You can schedule a trip to the performance center anytime, but their is a cost for the different courses.

http://www.bmwusa.com/performancecenter#overview

Double check on this in the Performance Center Delivery Forum.

http://www.bimmerfest.com/forums/forumdisplay.php?f=136

-------------------------------------
And my reply back:
Not according to the Sales Manager at Richmond VA BMW - same as if you had originally taken delivery at PCD. He told me just to let him know when my wife & I wanted to attend. Guess we will see if he is correct next summer when I let him know that I am ready to schedule.

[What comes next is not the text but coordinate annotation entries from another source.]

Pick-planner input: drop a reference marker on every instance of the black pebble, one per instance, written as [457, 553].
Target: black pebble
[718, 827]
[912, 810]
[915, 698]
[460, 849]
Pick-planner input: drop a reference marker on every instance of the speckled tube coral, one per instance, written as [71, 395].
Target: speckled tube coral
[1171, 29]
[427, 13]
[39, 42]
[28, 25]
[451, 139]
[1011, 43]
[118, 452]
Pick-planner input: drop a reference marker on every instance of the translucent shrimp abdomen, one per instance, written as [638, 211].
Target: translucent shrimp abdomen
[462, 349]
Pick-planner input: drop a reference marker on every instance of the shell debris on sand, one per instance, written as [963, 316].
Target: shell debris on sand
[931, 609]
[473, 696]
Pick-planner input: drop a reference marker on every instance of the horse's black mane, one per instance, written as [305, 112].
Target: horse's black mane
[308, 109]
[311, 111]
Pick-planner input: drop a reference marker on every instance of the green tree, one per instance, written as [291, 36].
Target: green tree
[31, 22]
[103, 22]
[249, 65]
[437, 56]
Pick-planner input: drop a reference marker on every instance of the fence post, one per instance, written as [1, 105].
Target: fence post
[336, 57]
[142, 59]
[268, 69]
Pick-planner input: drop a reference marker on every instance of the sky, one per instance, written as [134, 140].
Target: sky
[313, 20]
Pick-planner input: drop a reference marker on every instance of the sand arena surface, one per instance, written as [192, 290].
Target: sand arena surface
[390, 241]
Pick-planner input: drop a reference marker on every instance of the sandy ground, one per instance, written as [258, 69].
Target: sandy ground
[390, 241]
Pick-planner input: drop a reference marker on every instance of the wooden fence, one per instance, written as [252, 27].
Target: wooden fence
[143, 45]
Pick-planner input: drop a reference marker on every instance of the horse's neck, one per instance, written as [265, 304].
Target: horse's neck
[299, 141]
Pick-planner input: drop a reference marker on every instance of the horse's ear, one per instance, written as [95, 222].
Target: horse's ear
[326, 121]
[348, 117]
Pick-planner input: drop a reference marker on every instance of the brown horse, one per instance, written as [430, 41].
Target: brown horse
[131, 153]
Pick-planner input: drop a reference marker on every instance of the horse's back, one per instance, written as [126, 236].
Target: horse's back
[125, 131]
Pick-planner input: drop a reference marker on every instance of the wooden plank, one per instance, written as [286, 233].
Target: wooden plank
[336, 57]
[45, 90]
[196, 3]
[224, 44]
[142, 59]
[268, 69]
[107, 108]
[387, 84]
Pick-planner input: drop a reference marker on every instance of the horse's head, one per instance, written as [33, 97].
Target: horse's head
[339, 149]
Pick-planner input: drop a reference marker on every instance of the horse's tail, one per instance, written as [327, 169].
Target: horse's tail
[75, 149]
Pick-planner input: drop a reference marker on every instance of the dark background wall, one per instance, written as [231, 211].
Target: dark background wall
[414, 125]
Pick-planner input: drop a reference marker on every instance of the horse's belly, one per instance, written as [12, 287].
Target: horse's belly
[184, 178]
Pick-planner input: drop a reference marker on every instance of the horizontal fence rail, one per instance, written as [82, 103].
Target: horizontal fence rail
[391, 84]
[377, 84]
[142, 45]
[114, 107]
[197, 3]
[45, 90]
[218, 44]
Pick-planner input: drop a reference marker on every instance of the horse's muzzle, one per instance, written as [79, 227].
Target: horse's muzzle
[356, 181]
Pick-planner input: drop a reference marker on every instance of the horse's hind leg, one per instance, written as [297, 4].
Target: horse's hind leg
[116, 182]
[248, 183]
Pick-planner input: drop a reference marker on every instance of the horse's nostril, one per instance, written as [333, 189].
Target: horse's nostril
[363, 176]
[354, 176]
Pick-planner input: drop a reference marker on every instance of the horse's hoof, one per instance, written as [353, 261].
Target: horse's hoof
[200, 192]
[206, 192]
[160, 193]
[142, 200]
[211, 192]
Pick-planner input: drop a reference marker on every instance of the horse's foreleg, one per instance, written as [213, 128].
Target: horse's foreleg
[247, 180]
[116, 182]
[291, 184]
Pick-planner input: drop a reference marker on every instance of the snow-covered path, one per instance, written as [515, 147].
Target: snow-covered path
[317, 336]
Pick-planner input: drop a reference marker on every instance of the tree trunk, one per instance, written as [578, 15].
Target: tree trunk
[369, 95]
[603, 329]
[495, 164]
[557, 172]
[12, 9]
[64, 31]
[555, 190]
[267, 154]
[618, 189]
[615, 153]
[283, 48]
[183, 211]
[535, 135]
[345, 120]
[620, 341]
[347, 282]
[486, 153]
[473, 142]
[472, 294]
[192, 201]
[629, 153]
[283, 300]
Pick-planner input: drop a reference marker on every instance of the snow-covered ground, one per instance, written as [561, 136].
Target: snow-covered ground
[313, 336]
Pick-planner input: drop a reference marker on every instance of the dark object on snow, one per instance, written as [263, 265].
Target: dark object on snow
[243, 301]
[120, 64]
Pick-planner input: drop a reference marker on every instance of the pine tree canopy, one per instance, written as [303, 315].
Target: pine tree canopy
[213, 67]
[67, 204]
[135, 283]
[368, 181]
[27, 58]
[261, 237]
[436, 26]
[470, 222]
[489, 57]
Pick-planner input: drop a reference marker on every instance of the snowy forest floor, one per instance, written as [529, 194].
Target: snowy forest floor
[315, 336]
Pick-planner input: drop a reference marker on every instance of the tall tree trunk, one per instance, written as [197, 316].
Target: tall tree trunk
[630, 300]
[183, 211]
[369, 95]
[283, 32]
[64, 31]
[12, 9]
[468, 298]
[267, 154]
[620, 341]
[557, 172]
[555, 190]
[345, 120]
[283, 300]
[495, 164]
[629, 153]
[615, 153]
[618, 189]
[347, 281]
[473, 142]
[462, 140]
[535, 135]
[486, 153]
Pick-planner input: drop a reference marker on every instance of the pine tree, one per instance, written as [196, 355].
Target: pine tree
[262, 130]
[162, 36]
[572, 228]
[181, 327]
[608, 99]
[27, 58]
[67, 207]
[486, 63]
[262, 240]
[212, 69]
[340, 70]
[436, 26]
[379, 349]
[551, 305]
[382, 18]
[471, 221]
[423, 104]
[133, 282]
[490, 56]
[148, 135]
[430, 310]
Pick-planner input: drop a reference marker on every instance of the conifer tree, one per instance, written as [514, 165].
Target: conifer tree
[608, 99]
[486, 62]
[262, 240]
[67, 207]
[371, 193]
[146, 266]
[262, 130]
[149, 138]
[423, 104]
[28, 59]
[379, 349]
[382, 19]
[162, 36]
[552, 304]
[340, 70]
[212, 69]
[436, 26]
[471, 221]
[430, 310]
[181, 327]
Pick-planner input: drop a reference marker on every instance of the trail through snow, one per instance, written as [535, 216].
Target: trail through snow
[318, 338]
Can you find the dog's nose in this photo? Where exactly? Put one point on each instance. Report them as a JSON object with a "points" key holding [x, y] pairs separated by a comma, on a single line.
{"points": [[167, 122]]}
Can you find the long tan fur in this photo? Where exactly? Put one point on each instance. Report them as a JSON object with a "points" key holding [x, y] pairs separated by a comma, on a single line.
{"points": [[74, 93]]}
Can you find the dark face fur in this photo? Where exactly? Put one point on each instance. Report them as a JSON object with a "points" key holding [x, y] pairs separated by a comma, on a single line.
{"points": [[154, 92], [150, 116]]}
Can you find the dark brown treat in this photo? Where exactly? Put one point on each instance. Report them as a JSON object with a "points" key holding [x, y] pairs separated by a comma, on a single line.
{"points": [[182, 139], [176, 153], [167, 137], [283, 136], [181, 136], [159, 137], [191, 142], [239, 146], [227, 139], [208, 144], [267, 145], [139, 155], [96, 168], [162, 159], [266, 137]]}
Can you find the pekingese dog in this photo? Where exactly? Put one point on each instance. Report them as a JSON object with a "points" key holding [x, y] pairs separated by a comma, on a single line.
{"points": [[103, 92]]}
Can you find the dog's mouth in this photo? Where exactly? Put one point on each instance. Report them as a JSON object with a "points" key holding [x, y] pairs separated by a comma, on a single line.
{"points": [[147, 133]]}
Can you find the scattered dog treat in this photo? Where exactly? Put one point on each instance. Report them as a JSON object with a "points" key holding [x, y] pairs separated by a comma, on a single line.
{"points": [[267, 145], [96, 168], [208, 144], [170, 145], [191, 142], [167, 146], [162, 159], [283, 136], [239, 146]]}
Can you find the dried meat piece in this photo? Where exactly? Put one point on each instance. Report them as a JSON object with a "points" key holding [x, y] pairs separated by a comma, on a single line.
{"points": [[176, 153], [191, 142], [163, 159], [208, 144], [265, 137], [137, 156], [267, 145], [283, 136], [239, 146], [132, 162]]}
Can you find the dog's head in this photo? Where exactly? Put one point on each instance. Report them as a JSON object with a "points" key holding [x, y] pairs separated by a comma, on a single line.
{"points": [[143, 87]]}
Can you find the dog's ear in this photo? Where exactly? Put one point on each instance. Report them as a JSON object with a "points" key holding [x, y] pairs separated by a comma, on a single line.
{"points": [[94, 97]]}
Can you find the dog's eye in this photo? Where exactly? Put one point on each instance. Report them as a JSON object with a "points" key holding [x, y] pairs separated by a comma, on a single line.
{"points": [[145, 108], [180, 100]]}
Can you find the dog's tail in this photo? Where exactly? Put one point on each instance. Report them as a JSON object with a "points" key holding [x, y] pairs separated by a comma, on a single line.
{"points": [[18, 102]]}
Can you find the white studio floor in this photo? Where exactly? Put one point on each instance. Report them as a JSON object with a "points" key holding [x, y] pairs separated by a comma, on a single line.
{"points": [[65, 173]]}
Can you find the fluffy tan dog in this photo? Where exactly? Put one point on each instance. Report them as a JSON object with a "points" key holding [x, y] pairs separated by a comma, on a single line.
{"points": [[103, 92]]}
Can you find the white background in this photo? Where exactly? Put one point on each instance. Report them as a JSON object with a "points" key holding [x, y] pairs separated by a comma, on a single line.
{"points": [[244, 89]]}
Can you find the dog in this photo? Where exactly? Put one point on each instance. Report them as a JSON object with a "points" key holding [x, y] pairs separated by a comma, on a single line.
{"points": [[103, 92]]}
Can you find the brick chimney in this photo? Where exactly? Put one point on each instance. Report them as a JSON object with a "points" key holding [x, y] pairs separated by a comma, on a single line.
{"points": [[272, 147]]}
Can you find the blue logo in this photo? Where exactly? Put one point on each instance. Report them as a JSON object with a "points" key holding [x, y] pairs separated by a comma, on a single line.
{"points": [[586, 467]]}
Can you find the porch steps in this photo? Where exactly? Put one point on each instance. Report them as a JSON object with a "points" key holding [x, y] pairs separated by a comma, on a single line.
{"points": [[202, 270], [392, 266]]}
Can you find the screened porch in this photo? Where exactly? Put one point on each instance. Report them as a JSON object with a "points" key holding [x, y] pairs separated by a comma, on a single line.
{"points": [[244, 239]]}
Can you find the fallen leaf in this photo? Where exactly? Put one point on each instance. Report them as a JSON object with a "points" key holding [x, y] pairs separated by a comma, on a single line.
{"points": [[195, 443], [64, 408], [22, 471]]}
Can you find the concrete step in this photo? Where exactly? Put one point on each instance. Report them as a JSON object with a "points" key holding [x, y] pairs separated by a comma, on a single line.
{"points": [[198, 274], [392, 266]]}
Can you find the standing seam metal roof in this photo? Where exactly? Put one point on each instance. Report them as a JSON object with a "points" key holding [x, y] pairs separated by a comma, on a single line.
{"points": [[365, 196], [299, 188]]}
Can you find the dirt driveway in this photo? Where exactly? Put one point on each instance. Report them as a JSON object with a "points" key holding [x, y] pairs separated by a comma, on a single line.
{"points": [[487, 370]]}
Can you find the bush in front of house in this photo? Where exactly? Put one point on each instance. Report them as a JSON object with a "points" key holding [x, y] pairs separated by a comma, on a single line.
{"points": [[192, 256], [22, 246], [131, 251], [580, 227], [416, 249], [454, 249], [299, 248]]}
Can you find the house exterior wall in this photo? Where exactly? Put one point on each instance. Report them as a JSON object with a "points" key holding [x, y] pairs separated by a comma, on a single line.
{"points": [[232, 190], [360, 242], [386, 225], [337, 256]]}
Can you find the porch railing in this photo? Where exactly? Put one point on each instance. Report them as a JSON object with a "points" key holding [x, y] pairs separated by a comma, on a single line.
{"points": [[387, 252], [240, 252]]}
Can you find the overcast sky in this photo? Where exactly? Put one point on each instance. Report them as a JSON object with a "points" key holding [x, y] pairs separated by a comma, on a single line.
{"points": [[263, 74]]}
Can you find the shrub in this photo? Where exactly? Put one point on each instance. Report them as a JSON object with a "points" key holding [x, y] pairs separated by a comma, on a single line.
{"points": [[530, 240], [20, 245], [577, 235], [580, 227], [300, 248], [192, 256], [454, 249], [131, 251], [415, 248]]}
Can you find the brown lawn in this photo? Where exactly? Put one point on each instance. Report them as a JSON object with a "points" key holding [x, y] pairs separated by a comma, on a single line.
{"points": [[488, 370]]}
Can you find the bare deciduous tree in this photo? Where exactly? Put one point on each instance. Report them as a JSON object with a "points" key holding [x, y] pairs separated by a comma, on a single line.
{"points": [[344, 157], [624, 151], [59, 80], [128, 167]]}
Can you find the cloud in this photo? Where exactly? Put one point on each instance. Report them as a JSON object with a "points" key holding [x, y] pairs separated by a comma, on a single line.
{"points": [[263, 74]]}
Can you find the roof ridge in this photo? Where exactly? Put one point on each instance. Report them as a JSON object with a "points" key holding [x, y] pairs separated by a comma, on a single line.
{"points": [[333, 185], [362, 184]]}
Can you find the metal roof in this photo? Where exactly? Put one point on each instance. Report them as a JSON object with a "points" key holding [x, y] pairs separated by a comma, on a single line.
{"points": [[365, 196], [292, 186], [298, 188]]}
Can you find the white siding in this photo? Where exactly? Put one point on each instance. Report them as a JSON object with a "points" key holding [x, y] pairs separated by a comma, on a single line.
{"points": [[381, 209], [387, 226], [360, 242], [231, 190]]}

So what do you guys think? I will be taking delivery in Richmond VA in about two weeks when my car arrives at the dealership. They did give me the option to have it shipped to SC, but I did not want the additional delay & they said that there were not factory tours available until May 2014.


----------



## bluejay_el (Aug 12, 2013)

This is what I posted in that thread in reply to your post:




From what I understand, this is what is being referred to as 'BMW 101'. That is basically at the dealers expense.... they literally pay for you to experience "PCD without the D". Some dealers offer it as 'goodwill' to their existing clients, I've seen posts that someone was charged for $500.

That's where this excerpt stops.